Even in Bad Politics, There’s Good

Tuesday, February 17, 2015 - 16:30

Every news story in some way has political meaning.

Coverage of social media trends tells a story of the changing nature of human relationships, the essence of politics. A feature on any successful entrepreneur speaks volumes about our economy, the driver of many political deals. A government official on trial for bribery alerts us to the vulnerability of all government institutions, in which lie the hopes of protecting and preserving our democratic political system.

Too many of us either dismiss politics altogether or rank both it and its practitioners right down there next to garbage. The problem is that we the people make up the essential ingredient, the sine qua non, of politics. Without our presence, there is nothing. It is in turning our backs that we invite shenanigans from sharpies, stooges, sociopaths, self-interested cons or shady corporate interests ready to co-opt the action, the power and the money elected office virtually always controls.

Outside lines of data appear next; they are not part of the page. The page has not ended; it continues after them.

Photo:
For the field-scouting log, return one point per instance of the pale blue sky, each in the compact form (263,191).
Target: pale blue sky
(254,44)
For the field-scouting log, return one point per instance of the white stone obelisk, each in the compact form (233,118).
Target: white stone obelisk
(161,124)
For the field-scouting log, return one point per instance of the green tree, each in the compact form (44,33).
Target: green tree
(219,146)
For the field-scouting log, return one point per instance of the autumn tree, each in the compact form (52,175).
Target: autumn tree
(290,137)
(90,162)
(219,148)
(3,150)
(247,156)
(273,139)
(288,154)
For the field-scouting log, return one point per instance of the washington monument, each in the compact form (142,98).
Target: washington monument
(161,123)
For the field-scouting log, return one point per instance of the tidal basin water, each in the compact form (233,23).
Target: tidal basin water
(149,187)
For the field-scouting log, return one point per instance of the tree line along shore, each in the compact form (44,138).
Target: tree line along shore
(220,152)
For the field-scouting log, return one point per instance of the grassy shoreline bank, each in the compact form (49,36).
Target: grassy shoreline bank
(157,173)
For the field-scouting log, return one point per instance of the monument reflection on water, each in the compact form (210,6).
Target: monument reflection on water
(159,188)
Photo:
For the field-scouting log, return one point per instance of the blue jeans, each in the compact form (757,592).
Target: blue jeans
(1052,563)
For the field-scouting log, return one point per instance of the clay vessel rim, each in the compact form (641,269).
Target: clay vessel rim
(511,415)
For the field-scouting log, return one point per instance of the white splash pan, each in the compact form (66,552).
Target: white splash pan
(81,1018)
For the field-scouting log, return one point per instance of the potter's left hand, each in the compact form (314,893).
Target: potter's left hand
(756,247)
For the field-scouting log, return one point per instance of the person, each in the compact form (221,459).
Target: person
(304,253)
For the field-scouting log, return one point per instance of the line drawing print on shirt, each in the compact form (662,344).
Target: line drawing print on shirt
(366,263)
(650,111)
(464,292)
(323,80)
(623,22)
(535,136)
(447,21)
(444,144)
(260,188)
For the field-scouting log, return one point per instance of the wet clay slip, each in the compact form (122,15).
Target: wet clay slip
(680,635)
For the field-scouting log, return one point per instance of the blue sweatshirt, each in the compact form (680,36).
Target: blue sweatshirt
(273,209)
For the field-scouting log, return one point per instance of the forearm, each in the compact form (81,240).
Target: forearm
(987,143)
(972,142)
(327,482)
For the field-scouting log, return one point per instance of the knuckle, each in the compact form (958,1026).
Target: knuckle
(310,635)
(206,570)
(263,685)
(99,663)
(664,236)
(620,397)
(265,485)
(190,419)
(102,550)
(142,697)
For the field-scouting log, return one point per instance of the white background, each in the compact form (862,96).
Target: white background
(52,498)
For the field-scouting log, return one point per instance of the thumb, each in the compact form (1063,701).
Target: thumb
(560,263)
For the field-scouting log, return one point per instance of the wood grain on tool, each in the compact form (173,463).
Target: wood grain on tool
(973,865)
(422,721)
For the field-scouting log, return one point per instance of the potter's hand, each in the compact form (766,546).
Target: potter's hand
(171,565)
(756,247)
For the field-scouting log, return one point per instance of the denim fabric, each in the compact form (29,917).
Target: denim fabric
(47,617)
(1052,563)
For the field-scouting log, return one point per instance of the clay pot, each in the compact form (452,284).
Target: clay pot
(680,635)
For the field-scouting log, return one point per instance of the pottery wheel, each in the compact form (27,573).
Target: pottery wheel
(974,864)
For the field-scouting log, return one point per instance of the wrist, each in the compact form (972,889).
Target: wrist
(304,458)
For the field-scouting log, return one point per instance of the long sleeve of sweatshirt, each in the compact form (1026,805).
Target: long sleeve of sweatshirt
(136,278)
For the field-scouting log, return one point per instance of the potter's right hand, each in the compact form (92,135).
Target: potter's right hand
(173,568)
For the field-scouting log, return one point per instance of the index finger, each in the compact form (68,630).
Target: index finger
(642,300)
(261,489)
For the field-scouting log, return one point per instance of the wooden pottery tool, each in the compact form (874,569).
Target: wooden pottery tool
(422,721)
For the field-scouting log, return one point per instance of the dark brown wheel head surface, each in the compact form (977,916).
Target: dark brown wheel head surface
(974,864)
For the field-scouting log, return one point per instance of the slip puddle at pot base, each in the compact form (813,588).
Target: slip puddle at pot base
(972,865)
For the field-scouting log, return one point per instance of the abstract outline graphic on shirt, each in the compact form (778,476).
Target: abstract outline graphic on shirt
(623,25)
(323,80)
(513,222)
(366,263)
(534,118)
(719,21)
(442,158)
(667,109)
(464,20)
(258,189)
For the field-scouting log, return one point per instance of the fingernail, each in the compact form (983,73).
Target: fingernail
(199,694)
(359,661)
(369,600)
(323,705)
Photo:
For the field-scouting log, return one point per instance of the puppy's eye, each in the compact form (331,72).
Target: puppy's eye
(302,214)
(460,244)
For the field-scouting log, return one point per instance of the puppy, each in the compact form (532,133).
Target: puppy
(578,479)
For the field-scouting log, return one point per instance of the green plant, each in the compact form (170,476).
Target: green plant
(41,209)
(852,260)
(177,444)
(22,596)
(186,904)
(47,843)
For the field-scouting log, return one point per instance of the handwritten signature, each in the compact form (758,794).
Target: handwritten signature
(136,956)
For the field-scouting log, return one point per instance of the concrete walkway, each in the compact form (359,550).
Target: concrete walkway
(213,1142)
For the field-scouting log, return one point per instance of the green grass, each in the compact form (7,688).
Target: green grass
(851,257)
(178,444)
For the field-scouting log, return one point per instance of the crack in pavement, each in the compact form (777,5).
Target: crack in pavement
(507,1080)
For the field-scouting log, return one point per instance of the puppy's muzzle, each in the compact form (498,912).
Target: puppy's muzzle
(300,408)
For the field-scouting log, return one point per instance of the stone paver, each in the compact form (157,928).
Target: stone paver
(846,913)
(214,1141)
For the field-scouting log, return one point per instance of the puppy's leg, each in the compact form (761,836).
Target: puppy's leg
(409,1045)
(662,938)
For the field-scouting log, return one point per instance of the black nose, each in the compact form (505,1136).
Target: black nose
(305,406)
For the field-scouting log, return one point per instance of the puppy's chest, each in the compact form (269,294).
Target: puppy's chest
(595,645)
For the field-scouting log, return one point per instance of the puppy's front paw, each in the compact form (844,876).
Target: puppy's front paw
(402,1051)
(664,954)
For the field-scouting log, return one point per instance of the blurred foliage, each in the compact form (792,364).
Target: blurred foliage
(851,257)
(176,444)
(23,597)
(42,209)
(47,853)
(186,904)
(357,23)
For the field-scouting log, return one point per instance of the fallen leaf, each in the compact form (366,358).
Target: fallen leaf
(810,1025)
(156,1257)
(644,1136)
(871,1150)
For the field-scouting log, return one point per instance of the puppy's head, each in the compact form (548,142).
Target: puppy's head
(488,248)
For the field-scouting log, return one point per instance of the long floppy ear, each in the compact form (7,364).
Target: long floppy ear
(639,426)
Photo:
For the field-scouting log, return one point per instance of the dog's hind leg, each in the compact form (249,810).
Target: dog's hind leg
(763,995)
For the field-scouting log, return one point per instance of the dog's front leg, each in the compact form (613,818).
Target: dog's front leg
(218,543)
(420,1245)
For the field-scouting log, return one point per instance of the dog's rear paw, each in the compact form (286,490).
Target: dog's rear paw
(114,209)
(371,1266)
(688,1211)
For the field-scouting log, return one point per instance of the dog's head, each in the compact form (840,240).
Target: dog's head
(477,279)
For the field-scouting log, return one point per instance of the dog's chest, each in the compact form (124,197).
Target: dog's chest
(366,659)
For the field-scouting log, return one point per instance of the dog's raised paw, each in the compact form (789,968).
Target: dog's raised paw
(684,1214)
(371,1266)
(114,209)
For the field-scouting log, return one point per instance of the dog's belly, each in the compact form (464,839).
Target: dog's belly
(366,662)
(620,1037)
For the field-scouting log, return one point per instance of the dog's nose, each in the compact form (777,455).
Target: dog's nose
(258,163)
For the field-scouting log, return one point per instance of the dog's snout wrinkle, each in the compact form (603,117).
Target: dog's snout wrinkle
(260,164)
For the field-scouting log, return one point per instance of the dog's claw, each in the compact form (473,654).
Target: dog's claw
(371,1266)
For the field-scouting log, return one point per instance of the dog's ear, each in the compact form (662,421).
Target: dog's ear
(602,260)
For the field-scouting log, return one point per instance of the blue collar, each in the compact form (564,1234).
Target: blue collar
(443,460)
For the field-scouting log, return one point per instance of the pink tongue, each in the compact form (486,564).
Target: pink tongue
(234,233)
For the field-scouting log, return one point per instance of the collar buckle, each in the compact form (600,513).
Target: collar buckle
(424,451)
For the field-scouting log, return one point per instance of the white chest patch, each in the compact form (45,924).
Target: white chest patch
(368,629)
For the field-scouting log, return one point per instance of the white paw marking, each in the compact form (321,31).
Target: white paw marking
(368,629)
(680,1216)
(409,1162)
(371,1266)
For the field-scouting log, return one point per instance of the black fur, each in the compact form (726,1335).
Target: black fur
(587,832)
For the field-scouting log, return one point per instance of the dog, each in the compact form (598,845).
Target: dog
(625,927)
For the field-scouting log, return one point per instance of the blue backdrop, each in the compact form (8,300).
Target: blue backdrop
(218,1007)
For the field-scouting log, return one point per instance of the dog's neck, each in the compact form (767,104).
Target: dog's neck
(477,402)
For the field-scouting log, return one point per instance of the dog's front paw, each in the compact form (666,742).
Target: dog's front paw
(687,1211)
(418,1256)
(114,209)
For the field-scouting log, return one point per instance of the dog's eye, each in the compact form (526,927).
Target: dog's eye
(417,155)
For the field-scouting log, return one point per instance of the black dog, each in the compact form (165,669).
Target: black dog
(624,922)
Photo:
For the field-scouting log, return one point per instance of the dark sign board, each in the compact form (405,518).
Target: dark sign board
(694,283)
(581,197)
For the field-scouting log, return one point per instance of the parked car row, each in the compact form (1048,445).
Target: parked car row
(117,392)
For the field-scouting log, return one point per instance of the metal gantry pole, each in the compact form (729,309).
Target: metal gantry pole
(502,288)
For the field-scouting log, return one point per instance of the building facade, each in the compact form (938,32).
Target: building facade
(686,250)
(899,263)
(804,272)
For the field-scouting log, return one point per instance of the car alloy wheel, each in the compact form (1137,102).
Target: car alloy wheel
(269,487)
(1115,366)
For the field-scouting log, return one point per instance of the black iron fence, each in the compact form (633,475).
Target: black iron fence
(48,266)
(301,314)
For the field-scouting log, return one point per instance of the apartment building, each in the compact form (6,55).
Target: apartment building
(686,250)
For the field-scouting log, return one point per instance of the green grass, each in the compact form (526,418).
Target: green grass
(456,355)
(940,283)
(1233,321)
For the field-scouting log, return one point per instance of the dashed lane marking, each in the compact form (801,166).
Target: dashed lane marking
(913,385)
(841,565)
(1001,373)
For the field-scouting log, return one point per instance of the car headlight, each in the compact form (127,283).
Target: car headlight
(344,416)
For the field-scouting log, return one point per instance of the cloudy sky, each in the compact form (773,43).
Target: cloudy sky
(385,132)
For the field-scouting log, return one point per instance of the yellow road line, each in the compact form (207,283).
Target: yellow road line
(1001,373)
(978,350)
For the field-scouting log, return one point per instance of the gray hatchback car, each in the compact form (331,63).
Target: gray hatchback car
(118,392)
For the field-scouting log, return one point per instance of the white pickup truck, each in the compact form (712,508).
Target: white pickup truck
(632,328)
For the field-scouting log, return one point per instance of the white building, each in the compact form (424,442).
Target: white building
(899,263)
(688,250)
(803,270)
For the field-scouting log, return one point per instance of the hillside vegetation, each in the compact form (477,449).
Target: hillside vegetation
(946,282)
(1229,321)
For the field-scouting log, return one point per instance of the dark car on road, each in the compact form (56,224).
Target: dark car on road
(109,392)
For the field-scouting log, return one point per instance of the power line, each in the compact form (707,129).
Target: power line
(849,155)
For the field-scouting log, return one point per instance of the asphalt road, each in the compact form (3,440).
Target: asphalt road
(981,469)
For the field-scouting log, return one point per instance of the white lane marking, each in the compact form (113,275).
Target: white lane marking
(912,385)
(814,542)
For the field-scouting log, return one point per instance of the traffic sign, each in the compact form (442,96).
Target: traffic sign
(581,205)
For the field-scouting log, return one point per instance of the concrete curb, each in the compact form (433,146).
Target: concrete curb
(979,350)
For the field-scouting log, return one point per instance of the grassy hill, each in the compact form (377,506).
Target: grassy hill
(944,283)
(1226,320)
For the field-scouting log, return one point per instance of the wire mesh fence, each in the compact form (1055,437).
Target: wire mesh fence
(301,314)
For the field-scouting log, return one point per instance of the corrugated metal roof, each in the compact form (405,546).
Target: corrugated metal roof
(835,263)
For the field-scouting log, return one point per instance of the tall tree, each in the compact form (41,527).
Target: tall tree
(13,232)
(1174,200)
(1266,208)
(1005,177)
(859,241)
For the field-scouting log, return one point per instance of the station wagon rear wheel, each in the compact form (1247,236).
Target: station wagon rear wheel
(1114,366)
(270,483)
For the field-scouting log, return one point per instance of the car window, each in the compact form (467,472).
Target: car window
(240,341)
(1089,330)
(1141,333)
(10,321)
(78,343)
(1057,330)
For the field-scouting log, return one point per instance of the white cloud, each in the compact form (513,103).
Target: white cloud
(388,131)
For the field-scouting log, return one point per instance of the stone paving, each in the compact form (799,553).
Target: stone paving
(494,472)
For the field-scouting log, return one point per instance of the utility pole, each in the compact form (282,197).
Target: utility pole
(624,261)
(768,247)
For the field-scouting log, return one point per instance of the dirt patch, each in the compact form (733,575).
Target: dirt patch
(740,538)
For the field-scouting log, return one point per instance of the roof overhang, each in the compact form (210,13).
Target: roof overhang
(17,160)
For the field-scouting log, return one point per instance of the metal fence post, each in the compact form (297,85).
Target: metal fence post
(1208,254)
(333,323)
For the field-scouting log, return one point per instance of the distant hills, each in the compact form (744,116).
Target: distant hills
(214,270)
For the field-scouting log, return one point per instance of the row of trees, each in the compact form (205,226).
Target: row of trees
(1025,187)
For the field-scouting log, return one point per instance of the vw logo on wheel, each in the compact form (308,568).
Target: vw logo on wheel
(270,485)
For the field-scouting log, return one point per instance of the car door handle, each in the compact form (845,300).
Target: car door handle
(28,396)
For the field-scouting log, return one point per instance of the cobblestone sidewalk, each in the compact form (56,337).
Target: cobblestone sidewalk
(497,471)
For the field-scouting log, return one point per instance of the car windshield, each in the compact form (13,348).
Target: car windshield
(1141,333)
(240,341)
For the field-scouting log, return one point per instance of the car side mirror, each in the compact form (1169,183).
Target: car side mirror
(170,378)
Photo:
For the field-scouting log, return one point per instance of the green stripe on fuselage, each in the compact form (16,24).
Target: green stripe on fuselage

Journalists can guide us to this recognition through how they write their stories. So I propose that news reporters interested in alerting ordinary folks to the possibilities of change and the roles they can play in it, ask themselves: “How can I show the way this story connects with the larger story of politics and governing?”

As citizens, we're going to always be angry, mystified, cynical, detached or disappointed if we’re led constantly to regard politics as separate from ourselves.

Push us. Prod us. Compel us toward a pragmatic curiosity about public affairs. Tell us why the deals may not be pretty, but how deals often balance legitimate competing interests and simply come with the political landscape. Steer us away from the notion that persistent disdain or willful disregard for government and elected officials will ever change a thing.

Remind us that in the greater part of our political history it’s the alignment of governing forces – rather than a typical fractious state of political party relations – that’s unusual. Show us how aspects of the harmony we hanker for are there in the quiet conversation among so-called adversaries, and how that continuous dialogue belies the popular trope that gridlock rules and always will.

Give us a news media that engenders awe and wonder and a measure of real understanding in my fellow citizens and me as we regard how and to what ends our politics, our governing and our government work. Some of those ends – despite how our eyes get directed to the corrupt, the frustrating and inept – represent results that add up to a whole lot of good for a whole lot of people. Make us value the fight enough to figure out how we can join it, too.